Disney Adventure World
- Area: Studio 3, Toon Studio
- Status: Removed
- Opening date: March 16, 2002
- Closing date: January 31, 2016
- Replaced by: Mickey and the Magician

Ride statistics
- Attraction type: Live Stage Show
- Designer: Walt Disney Imagineering
- Theme: History of Disney's Animation
- Audience capacity: 1110 guests per performance per show
- Duration: 20 minutes
- Wheelchair accessible

= Animagique =

Defunct live show

Animagique was a live show at Disney Adventure World in France, housed in Studios 3, at the entrance of Toon Studio. The show closed on January 31, 2016, to become the Animagique Theater building for Mickey and the Magician which began on July 2, 2016.

==Plot==
The show opens with Mickey and Donald teaching a drawing course in a room. At its far end is a door leading to the Cinematheque, which is strictly forbidden, as Mickey instructs Donald. However, after Mickey's departure, Donald decides he can open the door a little, without Mickey even knowing.

As he does so, a flash of light takes Donald into the film vault. He then encounters scenes from various films including Dumbo, The Jungle Book, Pinocchio (formerly), The Little Mermaid and The Lion King.

At the end, Donald tells Mickey about his amazing journey through the films, but Mickey doesn't believe him until Baloo, King Louie, and Rafiki walk into the room.

==Development==
Before the opening of the park in 2002, Animagique puppeteers undertook intense training classes to co-ordinate and synchronise their movements in complete darkness, and followed classes of Taï Chi to perfect their perception of space.

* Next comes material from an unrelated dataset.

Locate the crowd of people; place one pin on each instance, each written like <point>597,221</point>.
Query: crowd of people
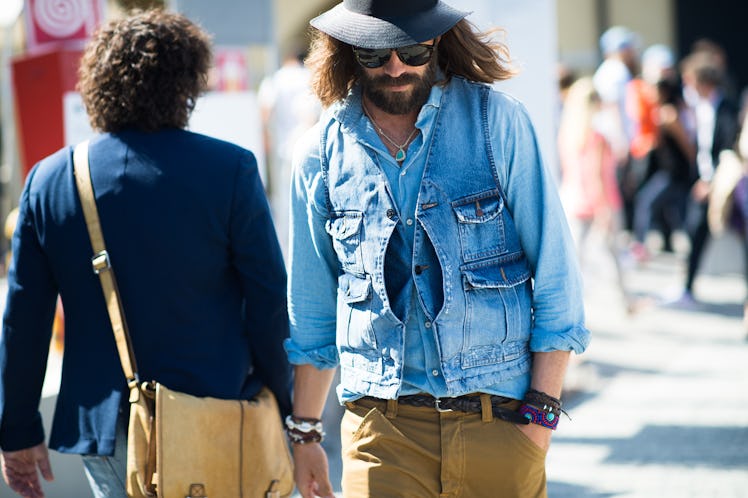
<point>642,143</point>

Mickey and Sebastian were the only two characters that spoke French, with the other characters: Donald, Pink Elephants, Baloo, King Louie, Young Simba and Zazu speaking English. The character's English voice actors, Jim Cummings, Jason Weaver and Jeff Bennett, recorded new dialogue for the show.

The puppets of Young Simba, Young Nala and Zazu, were reused from Magic Kingdom's former show The Legend of the Lion King.

Several months after opening, the show briefly closed to allow for a reworking that included replacing an original Pinocchio scene, featuring Monstro the whale, but it was scrapped shortly as it was deemed too scary for children, and it was replaced by a scene incorporating The Little Mermaid.